PS 2 : Lors d'une récente discussion (mélangeant pêle-mêle athées, chrétiens, et juifs), tout le monde s'accorda que c'est une bonne chose que le Raïs ait été mis hors d'état de nuire. Et voilà, soudain, qu'il y a une pointe d'émotion. "C'était honteux (et inutile) de l'humilier ainsi", s'exclama une Française, avant de procéder à une comparaison avec la seconde guerre mondiale : "Même les accusés de Nuremberg ont eu le droit de se défendre dignement." À cela, on peut répondre plusieurs choses. Le procès de Nuremberg commença six mois après la fin de la guerre (et donc aussi après la capture des accusés) et dura quatre ans en tout. Qui peut vraiment croire que Saddam Hussein ne sera pas bien habillé et rasé lorsqu'il sera au banc des accusés (de juin 2004 à 2008, si on utilise une période de temps similaire à celle du procès des Nazis)? D'une plus grande importance, qu'est-ce qui nous garantit que Göring, Ribbentrop, Keitel, Schirach, et leurs sbires n'ont pas dû souffrer quelques "humiliations" lors de leur capture? Personnellement, si je devais apprendre que cela avait été le cas, je suis forcé d'avouer que je ne perdrais pas beaucoup d'heures de sommeil, surtout s'il s'avèrait que "les humiliations" en question se bornent à une "visite médicale" (même filmée) par un médecin militaire allié.

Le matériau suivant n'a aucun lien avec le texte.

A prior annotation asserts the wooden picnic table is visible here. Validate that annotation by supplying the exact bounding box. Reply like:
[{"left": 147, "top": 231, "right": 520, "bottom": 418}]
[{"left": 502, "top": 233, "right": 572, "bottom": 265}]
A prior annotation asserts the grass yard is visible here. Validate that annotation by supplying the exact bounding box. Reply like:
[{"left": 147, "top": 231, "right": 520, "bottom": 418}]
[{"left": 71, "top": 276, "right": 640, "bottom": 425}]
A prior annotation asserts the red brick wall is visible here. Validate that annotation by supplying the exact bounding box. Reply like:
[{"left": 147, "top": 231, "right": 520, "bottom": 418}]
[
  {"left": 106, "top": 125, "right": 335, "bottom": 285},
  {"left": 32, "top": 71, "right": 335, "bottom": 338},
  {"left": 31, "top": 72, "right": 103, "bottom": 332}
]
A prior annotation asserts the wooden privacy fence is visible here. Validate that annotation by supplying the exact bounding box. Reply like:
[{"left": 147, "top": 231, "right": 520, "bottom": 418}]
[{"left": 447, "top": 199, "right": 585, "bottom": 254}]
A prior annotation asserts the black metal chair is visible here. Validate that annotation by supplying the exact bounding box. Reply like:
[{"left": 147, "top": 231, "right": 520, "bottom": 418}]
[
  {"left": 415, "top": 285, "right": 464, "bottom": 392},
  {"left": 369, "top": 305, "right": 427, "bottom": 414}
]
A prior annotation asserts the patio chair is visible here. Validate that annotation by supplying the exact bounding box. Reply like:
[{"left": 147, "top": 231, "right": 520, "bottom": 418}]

Cette discussion me rappelle les nombreuses fois où des Français m'ont dit, laconiquement, "C'est vrai que c'est bien que Saddam ne soit plus au pouvoir, mais je ne suis pas sûr que la guerre était la bonne solution" pour ajouter, dans la foulée, mais d'une voix soudainement remplie d'une émotivité violente, "(de toutes façons) Bush, c'est un malade [ou] un abruti!"
Ainsi, on commence par un appel à une vision qui se veut spirituelle du monde — que les hommes ne sont pas Dieu, qu'ils n'ont pas la reponse a tout, qu'il faut élargir ses horizons, qu'il faut rester humble, se poser des questions, et ne pas se fier à ses premières émotions, etc… Étrangement, cet appel à la spiritualité de l'Homme disparait aussitöt que… l'on parle des Américains et des capitalistes ! En résumé, comme je l'ai écrit ailleurs, les conversations et les arguments ne servent pas à grand chose. Ce qui importe ici, c'est que la réaction négative, d'incompréhension, de révolte, etc, est toujours vis-à-vis des Américains, de Washington, et/ou des capitalistes (ceux auxquels on ne s'identifie pas). C'est une atmosphère qui prévaut en France (entre autres), et les conversations et les arguments n'y changeront jamais rien, puisqu'elle a l'avantage (si tel est le bon mot) d'être (ô combien) auto-congratulatoire.